The Transformer - ML Notes

📢 TLDR: Links and notes to transformer related research papers.

Below is a list of all the important research papers to fully understand the transformer architecture as introduced in the “Attention is all you need” paper by Google in 2017.

This page has a collection of research papers + notes in a directed graph to indicate dependencies between the papers and is to be used as a reference page. Obviously there’s still more to add (RNNs, LSTMs, etc), and they are on my reading list and will be added in time.

Neural Networks¶

Neural networks have been around for a while and these are core components of what allows neural networks and transformers to be effective at what they do.

**Learning representations by back-propagating errors -** Back-propagation was introduced here, couldn’t find the original paper. This was done by Hinton and co and was what lead to the AI era of the 80s. Before this paper Multi-layer-perceptrons (MLPs) weren’t very common because they were very, very difficult to train.
**Deep Residual Learning for Image Recognition** - The introduction of residuals (also known as skip connections) allowed for deeper networks. Before this paper the depth of a neural network was limited because it would diverge enough and back propagation was really, really difficult to do because of vanishing gradients. Residuals essentially have a “short circuit” past a block which allows for gradients to flow backwards through back propagation to earlier components without needing to go through intermediate layers. This greatly speeds up convergence.
**Layer Normalization -** Layernorm happens in each layer to make sure that the values don’t explode and is applied at each layers output activations. It makes the surface more regular so that it’s more symmetrical and easier to optimize over. This means that weight updates can take the same increment step in all directions and not need to worry about overstepping in one dimension but under-stepping in another, and the outputs of the activations will be more regular so that the inputs to the activation functions are all within the same order of magnitude - for example one input to a neuron being 0.00001 and another one being 1,000,000 would cause a lot of problems for floating point rounding and quantization, for example.
**Gaussian Error Linear Units (GELUs) -** Activation function ****that leaves positive values unchanged but maps negative numbers to near zero. Implemented here in llm.go. Other architectures use different activation functions. For example, OpenElm uses SwiGLU FFN which I don’t exactly understand. Should probably add that to the reading list.

Optimizers¶

Optimizers are the functions that control how the weights get changed during training.

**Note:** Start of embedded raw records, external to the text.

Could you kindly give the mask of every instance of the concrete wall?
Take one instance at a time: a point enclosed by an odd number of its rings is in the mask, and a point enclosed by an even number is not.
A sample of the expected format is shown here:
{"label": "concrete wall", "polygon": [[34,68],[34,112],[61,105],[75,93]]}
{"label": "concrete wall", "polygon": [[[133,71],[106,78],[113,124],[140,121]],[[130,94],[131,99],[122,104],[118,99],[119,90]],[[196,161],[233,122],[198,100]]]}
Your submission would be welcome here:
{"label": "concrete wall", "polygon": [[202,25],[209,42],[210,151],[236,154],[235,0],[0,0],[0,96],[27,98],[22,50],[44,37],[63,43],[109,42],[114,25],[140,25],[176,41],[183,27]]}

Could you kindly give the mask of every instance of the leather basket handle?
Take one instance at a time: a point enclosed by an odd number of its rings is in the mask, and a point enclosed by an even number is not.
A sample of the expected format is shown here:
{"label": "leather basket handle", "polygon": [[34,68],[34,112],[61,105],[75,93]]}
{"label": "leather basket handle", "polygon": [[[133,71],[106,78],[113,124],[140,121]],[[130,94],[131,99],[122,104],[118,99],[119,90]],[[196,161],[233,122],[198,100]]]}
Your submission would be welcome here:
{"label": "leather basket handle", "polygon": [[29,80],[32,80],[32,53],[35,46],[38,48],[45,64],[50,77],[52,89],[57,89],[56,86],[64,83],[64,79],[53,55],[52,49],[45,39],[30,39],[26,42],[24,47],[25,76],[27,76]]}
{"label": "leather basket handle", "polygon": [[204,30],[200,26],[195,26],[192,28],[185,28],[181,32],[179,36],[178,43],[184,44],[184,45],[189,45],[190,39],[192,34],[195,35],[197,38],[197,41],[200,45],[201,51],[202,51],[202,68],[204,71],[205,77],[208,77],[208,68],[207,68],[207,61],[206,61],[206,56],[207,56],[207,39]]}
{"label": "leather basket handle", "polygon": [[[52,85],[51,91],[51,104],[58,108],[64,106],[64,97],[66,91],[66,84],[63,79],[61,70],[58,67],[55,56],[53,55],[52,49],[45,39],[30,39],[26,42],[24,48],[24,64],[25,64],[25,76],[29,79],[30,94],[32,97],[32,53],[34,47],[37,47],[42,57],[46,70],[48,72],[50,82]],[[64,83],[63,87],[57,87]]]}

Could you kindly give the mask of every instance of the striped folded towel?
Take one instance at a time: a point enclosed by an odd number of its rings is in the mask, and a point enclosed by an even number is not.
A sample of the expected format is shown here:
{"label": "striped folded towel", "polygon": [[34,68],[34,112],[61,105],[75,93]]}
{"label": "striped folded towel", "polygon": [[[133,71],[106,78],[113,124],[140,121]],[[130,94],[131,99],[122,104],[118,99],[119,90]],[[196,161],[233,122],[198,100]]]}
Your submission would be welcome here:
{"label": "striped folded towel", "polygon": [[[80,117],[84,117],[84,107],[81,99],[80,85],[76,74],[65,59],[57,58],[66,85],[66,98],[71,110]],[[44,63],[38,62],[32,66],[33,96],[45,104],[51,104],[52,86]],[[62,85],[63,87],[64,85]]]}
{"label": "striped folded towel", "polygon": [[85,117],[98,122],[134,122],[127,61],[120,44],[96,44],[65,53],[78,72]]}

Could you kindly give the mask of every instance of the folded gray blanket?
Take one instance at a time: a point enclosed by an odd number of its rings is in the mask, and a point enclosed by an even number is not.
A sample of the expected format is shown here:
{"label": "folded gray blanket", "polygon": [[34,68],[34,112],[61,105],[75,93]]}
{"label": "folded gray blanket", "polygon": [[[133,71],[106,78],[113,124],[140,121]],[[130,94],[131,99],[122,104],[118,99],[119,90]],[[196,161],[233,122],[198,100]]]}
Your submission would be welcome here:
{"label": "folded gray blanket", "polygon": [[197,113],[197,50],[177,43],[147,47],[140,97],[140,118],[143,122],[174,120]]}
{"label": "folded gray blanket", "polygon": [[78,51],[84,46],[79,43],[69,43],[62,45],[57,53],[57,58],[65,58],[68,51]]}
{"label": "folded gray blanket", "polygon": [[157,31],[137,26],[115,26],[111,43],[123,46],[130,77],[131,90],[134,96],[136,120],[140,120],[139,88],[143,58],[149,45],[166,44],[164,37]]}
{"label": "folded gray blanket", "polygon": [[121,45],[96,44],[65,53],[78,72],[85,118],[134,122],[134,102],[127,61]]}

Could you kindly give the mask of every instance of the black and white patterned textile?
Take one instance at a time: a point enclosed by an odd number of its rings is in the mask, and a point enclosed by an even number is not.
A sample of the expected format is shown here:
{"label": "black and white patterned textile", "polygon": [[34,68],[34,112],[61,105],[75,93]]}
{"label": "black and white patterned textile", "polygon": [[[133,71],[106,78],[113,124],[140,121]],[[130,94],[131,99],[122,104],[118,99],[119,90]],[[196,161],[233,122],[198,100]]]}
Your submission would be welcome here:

**Adam: A Method for Stochastic Optimization -** Introduced the Adam optimiser. Weight updates are important because it causes the training to converge more quickly. Adam has two parameters for each model parameter.
**Decoupled Weight Decay Regularization -** Introduces AdamW optimiser used in the first transformer. Adam with weight where weight increases as time goes on.

The Transformer¶

**Attention Is All You Need -** The OG introduced the idea of self-attention and the encoder/decoder architecture for language translation tasks (the encoder later got dropped because it was only used for translation). Another breakthrough from this paper was the training; “The Transformer allows for significantly more parallelisation and can reach a new state of the art in translation quality after being trained for as little as twelve hours on eight P100 GPUs.” - This fact here was what let it: overtake RNNs (which weren’t parallelisable), and lead NVIDIA to be worth more than 2.7 Trillion token credits.
**Improving Language Understanding by Generative Pre-Training -** This paper introduced the “GPT” which was a breakthrough at the time. It introduced the idea of using next token prediction as a way to do self-supervised learning, which meant that we can put all of the internet into it and with a simple loss function over the vocabulary adjust the weights via back propagation.
**Fast Transformer Decoding: One Write-Head is All You Need -** People always point to the original Attention is all you need paper or the GPT paper that introduced the decoder only model~~, but this one was the first one that actually used it in practice. It also has very nice implementations of a transformer in python.~~ This previous explanation was incorrect as the GPT paper was released in 2018, a full year before this paper was released. The GPT paper introduced the concept of a decoder only model, but this paper coined the term “decoder only” model (I think)

Training¶

These papers introduced methods to align LLMs to human preferences, and therefore allow them to be useful as chatbots/instruct models, etc.

**Deep Reinforcement Learning from Human Preferences -** Reward modelling is introduced in this paper and allows for a small amount of human time to train a model that sits in as a “human proxy”. This allows for the model to train multiple orders of magnitude more human-time efficient than having a human sit there for 1,000 years judging if a simulation looks like it’s walking correctly.
**Training language models to follow instructions with human feedback -** Reinforcement learning used on language models for the first time. This is what allowed for “Pre-Trained” (the P in GPT), to be useful for downstream tasks like being a chat-bot and other things.